Orlean Beeson School of Education was awarded a second year of funding for its Elementary Mathematics Leadership Academy for Teachers (EMLAT). Built as a train-the-trainer model, the program prepares teachers to maximize student learning and serve as teacher-leaders in their respective school districts.
The school first launched EMLAT in 2017 after identifying the need for assistance with teacher training, specifically in mathematics. Local school districts coordinated with Samford University’s Orlean Beeson School of Education to hand-select EMLAT Fellows. EMLAT has since expanded to include teachers representing school districts throughout central Alabama.
“Because of the relationships we have already established in the community, we were honored our partners trusted that we could serve as a resource and a partner in finding a solution to some of the areas of need in elementary mathematics,” Tarsha Bluiett, associate professor and director of the M.S.E. Elementary Education program said.
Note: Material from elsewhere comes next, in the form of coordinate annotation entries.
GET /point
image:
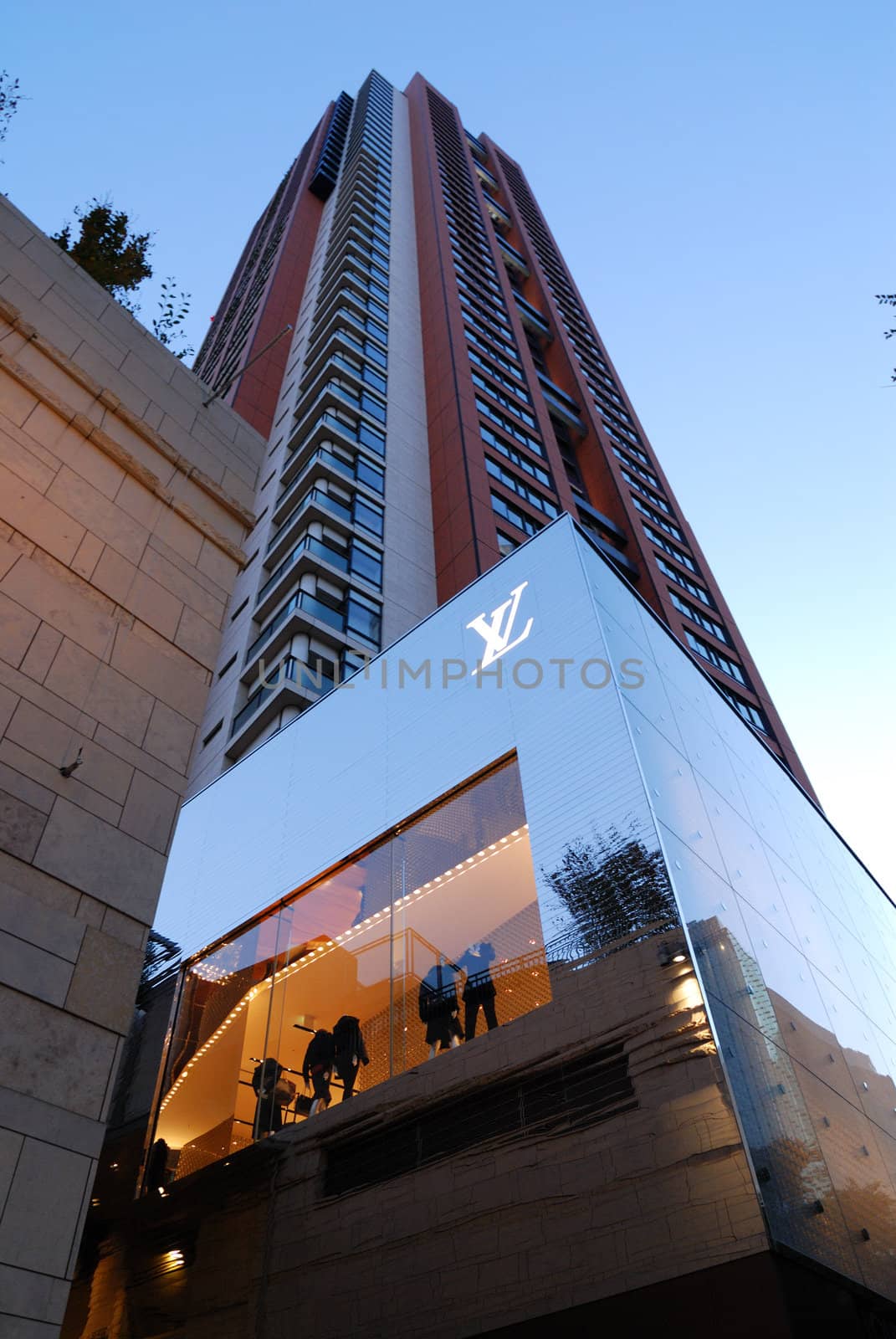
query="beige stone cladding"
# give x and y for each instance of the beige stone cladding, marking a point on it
(524, 1222)
(124, 508)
EMLAT fellows enroll in five graduate-level courses focused on increasing mathematics content knowledge and pedagogy as well as leadership development. The fellows’ coursework strengthens conceptual framework in mathematics and instructional, evidenced-based strategies to improve student performance. In addition, professional development opportunities allow EMLAT fellows to hone their leadership skills.
Christina Glenn, EMLAT program coordinator and mathematics instructor, states, “I am most proud of the level of confidence our teachers gain as a result of completing the EMLAT Program. Some of our fellows apprehensively enter EMLAT because of their limited mathematics background. However, they leave EMLAT with the knowledge and leadership skills to be an impactful mathematics resource for other teachers in their school and district.”
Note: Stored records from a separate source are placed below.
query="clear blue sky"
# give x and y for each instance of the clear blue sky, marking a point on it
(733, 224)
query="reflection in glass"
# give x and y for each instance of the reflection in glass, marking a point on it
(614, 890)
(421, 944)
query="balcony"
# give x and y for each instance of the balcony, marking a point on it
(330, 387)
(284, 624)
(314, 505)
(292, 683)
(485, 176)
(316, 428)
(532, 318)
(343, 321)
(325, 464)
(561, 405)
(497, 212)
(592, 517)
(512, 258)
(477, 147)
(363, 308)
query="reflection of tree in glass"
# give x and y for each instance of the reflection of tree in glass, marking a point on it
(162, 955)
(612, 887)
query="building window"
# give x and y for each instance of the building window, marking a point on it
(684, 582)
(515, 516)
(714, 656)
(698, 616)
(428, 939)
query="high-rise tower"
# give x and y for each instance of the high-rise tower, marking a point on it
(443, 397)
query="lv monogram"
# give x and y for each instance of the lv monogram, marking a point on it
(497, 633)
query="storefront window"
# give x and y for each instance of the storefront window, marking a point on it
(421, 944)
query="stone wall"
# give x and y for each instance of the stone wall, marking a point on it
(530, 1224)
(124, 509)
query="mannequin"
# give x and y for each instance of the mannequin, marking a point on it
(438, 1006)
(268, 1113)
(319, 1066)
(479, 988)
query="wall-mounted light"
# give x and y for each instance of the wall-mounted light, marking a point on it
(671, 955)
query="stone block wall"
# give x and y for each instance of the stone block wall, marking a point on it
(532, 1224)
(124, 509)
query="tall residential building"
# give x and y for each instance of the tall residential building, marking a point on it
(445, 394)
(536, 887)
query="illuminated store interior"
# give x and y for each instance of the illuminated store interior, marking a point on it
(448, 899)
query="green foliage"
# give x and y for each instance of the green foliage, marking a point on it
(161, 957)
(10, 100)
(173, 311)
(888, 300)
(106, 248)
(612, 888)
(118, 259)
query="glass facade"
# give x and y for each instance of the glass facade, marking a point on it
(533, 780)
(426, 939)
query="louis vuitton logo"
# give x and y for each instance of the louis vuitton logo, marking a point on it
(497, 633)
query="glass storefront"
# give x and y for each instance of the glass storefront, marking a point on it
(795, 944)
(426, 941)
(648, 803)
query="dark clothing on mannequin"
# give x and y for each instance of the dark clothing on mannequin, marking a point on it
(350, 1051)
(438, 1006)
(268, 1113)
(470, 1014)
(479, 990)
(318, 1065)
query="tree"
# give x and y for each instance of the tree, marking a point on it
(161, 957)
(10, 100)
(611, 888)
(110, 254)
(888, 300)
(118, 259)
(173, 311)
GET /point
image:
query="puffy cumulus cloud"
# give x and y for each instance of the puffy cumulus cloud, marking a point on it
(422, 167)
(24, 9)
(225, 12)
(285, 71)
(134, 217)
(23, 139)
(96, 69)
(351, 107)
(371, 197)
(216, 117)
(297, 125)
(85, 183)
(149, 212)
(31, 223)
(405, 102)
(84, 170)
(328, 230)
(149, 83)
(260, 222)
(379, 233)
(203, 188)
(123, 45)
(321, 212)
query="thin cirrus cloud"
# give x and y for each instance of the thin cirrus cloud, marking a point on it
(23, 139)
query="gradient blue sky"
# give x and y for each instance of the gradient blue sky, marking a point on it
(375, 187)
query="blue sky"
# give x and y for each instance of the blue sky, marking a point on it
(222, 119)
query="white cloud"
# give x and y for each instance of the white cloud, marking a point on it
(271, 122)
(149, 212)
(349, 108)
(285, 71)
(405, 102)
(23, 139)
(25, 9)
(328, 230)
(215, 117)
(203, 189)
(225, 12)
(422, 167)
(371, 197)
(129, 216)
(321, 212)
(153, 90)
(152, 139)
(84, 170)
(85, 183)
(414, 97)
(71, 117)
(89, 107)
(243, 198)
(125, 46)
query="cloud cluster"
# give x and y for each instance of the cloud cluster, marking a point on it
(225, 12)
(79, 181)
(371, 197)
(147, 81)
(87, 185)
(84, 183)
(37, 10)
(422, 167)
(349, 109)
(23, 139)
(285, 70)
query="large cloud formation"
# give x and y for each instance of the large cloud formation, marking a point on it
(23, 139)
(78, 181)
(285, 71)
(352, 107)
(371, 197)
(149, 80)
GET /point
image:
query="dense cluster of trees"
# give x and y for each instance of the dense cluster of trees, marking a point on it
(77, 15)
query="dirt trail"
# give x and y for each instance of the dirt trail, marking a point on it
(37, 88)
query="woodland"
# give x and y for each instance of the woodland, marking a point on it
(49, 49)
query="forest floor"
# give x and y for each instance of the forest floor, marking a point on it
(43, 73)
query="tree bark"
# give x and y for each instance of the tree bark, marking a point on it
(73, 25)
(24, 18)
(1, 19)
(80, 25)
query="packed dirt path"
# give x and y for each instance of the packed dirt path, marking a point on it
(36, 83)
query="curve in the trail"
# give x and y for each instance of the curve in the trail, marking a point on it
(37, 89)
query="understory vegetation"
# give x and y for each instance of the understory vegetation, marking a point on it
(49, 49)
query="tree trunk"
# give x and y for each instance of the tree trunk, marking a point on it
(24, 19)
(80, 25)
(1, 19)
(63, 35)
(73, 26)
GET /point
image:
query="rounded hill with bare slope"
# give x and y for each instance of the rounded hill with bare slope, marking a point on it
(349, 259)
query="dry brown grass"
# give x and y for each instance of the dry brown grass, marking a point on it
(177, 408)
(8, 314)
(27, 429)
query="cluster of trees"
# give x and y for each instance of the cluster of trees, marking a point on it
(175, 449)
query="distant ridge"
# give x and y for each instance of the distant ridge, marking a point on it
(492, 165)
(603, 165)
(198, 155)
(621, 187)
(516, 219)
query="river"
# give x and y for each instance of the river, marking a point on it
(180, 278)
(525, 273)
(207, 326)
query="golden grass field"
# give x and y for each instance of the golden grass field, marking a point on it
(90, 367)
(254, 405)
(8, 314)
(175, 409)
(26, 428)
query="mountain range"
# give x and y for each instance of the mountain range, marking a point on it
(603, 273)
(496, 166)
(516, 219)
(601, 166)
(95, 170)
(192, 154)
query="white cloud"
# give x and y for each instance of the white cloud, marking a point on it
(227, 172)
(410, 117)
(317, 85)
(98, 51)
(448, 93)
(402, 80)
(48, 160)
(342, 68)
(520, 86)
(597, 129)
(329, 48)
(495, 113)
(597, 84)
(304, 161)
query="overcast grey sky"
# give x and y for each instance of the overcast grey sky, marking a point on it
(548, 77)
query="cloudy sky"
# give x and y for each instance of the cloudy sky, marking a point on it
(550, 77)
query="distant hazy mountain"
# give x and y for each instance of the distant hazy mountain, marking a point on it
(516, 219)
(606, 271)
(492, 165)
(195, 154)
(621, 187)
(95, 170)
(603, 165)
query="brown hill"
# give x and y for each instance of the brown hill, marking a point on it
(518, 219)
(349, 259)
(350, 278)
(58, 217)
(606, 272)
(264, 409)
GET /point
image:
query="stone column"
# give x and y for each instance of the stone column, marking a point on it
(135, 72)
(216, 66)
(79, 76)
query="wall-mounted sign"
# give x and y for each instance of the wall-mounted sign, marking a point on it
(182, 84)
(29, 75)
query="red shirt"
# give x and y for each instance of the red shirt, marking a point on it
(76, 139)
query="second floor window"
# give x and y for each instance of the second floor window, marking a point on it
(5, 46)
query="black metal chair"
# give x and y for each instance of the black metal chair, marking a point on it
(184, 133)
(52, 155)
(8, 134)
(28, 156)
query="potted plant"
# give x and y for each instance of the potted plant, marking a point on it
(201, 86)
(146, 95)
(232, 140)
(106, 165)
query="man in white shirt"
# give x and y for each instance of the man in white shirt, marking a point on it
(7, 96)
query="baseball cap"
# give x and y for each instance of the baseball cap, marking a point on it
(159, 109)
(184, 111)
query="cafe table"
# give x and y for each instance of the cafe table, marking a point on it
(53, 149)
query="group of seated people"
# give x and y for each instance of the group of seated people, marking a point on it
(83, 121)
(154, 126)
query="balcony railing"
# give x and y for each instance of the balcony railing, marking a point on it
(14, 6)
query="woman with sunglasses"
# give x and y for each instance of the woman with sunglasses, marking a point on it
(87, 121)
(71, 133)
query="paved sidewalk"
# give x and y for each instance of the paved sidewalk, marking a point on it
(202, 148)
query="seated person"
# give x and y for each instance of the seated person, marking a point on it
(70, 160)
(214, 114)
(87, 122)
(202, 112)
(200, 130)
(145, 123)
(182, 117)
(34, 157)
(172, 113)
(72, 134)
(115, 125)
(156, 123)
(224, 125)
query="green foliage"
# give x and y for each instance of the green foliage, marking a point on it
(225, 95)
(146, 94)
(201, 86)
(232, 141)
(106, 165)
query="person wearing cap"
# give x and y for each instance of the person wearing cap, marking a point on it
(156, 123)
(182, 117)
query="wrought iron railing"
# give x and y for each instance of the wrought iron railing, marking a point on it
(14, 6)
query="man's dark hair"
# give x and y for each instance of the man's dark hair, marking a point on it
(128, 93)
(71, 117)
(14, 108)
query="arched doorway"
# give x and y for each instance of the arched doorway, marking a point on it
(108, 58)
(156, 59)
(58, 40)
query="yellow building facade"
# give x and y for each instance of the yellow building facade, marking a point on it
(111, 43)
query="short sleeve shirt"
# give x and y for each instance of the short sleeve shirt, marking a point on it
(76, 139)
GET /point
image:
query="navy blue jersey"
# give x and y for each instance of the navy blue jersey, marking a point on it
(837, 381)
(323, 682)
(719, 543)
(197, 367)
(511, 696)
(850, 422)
While EMLAT represents Orlean Beeson School of Education’s mission to enrich communities, the school benefits from its connection to local teachers in the field. In its third year, Bluiett and Glenn plan to expand professional development opportunities for the fellows to include attendance and participation in the Regional National Council of Teachers of Mathematics Conference along with a coaching component that will support a smooth transition of new learnings to the classroom.
“We want our community school districts and teachers to know that we see the needs they have and we stand with them,” Bluiett said. “Ongoing teacher training is incredibly valuable and no matter where you are in your professional teaching career, it’s never too late.”